I know this event, nearly 155 years ago, has been discussed before. But IMO the debate moved too quickly towards the future - 1870 and later.
Modified from the Wiki:
Paris, France: On the evening of 14 January 1858, as Emperor Napoleon III. and Empress Eugénie were on their way to the theatre in the Rue Pelletier, the Italian radical Felice Orsini and his accomplices threw three bombs at the imperial carriage. The first bomb landed among the horsemen in front of the carriage. The second bomb wounded the animals and smashed the carriage glass. The third bomb landed in the carriage and killed the emperor and empress.
Additional notes:
~ Orsini himself was wounded on the right temple and stunned. He tended to his wounds and returned to his lodgings, where police found him the next day.
~ French police quickly determined that the bombs had been manufactured in England.
~ The heir, Napoleon, Prince Imperial, is not quite two years old.
~ The most influential Bonaparte will be Prince Napoleon, known as Plon-Plon. He is an anti-clerical liberal and favors the unification of Italy and the abolition of the Papal State. (Since this is before the 1859 Italian War, Plon-Plon has not yet the reputation as a battle-shy coward.)
What I don't know: How popular will be Bonapartism in general in early 1858? The Emperor has been martyred, but his heir is extremely weak. I cannot imagine much sympathy for the Italian cause following the assassination, and that might severly hamper any attempt of Plon-Plon to gain power.
How likely is another revolution? The idea of a republic will be very alive.
Other claimants are:
~ The Legitimist pretender of the time is Henri, the Count of Chambord. He lives in Schloss Frohsdorf in Austria.
~ The Orleanist pretender of the time is Philippe, the Count of Paris. He lives in Sheen House in Surrey, England.
~ French monarchists try to create a compromise by having the childless Chambord as first pretender and the Count of Paris as his desiganted heir, but nothing is resolved.
General ideas (German-centric, I admit):
*If* there is no French-Sardinian alliance, there will be no Italian War. This will highly affect the International Red Cross.
If there is no Italian War, there will be no fear of a French move against Austria proper through Southern Germany, thus no need for a general mobilisation in the German states.
Without this mobilisation, Prussia does no realite how weak their current system is and how urgently they need a military reform.

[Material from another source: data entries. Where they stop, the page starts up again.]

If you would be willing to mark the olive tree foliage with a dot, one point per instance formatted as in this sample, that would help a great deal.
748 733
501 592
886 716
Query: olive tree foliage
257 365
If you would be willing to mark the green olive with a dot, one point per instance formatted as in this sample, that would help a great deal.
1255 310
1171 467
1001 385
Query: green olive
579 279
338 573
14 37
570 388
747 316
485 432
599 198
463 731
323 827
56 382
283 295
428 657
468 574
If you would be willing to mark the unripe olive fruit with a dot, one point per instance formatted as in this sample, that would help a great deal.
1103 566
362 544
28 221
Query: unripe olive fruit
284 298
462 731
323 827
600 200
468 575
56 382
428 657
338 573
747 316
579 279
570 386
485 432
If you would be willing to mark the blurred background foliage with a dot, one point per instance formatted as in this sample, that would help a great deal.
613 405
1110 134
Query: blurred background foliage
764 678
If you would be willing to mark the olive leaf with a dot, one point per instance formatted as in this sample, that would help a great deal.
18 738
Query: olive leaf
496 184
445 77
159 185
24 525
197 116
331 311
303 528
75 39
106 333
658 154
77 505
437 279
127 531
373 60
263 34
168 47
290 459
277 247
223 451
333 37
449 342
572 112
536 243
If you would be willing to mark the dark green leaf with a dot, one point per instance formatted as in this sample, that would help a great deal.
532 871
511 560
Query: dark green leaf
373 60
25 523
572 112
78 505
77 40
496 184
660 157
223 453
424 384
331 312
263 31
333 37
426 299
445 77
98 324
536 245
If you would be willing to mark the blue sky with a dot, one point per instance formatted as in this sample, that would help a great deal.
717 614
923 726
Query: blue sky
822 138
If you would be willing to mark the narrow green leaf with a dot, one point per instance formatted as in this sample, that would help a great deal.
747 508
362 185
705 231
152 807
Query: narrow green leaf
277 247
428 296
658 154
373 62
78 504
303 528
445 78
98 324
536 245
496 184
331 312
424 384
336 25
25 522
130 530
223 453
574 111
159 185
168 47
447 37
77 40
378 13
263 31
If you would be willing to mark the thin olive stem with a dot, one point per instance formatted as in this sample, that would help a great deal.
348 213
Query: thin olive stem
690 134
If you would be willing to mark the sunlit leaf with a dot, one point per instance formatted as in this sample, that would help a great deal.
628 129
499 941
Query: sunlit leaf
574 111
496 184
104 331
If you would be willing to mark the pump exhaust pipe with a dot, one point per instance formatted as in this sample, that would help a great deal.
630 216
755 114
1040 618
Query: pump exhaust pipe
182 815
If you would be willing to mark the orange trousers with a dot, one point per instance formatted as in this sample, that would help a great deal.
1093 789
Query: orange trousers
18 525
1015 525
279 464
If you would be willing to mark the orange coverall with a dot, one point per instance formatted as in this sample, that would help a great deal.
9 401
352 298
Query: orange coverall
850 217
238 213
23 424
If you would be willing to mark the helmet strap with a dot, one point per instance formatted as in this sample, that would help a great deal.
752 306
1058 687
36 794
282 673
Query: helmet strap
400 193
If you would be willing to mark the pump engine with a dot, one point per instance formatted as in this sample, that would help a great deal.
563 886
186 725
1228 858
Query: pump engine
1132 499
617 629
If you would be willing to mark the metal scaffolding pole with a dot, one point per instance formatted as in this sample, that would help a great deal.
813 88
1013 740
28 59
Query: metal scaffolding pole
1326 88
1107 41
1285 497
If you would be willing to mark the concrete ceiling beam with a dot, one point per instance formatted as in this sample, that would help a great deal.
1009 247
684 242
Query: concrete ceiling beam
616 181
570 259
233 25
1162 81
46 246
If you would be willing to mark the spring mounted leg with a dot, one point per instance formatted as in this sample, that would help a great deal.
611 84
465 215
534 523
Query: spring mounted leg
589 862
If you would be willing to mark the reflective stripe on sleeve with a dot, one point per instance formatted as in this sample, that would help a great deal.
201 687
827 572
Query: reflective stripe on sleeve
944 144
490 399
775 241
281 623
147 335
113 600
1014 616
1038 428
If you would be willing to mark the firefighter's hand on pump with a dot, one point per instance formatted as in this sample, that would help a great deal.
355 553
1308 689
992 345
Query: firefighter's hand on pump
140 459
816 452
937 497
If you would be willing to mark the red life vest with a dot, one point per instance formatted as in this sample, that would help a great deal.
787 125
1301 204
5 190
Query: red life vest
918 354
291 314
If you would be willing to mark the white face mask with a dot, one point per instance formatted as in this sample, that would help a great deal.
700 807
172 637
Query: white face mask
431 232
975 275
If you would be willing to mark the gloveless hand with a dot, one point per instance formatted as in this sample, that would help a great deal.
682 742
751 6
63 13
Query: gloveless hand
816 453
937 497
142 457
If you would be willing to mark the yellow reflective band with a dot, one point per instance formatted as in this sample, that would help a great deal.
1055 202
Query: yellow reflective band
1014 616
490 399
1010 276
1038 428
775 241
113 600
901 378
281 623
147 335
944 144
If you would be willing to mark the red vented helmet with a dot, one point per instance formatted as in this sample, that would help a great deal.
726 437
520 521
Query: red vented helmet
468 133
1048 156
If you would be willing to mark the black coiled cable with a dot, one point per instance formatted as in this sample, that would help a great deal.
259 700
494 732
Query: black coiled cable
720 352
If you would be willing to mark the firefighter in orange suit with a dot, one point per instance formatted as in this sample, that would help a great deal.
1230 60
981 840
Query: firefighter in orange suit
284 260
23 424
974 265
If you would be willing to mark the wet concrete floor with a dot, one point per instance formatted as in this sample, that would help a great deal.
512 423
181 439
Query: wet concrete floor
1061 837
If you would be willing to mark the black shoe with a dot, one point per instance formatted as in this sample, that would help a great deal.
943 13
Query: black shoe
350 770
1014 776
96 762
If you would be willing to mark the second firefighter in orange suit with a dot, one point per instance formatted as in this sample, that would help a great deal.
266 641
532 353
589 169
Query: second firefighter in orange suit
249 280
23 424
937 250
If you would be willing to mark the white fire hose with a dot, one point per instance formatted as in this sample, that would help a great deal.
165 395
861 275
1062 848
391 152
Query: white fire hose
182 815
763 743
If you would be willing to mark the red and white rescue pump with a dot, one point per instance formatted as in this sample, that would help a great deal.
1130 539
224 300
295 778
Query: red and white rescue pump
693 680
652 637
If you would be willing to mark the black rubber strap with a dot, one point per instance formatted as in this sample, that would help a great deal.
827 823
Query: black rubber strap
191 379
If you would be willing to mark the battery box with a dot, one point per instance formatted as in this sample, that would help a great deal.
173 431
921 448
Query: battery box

Without the royal reform plans, the conflict with the liberal parliament will not happen (or not anywhere as bitter), so the last-effort appointment of Bismarck will not happen.
There are many parts of the globe that will be similarly affected - Indochina, Algeria, Mexico, but I do not know enough about them to speculate.
But the central question is, of course: What will probably happen in France itself in 1858 and 1859?